Lasers for cutting and destroying cancerous regions
In circumcision, the foreskin is surgically removed. This surgery would be performed if only the foreskin was affected by cancer.
If your cancer is more advanced or more prone to spread, you may also have the following:
If your cancer has progressed to your groin, you will undergo surgery to remove some or all of the lymph nodes in your groin.
Radiation and/or chemotherapy to eliminate cancer cells from the body
A penectomy is a surgical procedure to remove all or part of the penis.
Most therapies for penile cancer in its early stages do not compromise sexual function, but chemotherapy and radiation may. Consult your physician regarding possible side effects.
Is penile cancer contagious? May I share it with others?
Until recently, penile cancer was primarily believed to result from chemical irritation. Therefore, there was no concern regarding its transmission. However, recent research links HPV to both penile and cervical malignancies. These tumors appear to be more prevalent in the spouses of individuals with this sexually transmitted disease. Even though penile cancer is not contagious, if you or your partner have HPV, you should use a condom during sexual activity. Additionally, you should be mindful of any lesions. Women should undergo cervical exams frequently. It is essential to eradicate or reduce the infection. It’s also crucial to discuss the link between HPV and penile cancer with your urologist.
Will I be unable to stand to urinate if I get penis surgery?
If your cancer is detected early, the necessary surgery should not impede your ability to urinate while standing. Surgery required to treat advanced cancer may require you to urinate while seated.
Will the treatment impair my sexual ability?
Early detection and modest surgery should not hinder normal sexual activity. However, more extensive operations might.
Should all boys be circumcised immediately after birth to prevent penile tumors?

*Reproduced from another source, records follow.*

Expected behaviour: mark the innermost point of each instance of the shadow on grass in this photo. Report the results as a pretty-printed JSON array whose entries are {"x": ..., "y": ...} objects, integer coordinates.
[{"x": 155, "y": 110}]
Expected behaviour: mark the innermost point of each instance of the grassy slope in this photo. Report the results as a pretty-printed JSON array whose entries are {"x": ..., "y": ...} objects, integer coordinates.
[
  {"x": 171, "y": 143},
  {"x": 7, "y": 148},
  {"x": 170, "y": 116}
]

This issue is the subject of considerable debate. Studies indicate that circumcised men had a decreased risk of urinary tract infections and penile cancer. With their child’s physician, parents should explore the risks and benefits of circumcision.
If a boy is not circumcised at birth, will circumcision as a teenager or young adult protect him from penile cancer?
Circumcision shortly after birth offers the best protection against developing penile cancer in the future. A treatment performed on young adults has a diminished protective effect.
For instance, penile cancer is extremely uncommon among Jewish males, for whom circumcision at birth is the standard practice. Penile cancer is more prevalent among Muslim guys, whose recognized puberty ritual involves circumcision. In general, it is less prevalent in circumcised men than in uncircumcised men.
Penile cancer is uncommon, but its signs are frequently apparent. If you or a loved one has lately experienced these symptoms, tell him to seek medical attention immediately. This will boost his chances of survival if it is done sooner. Early detection can significantly improve treatment outcomes.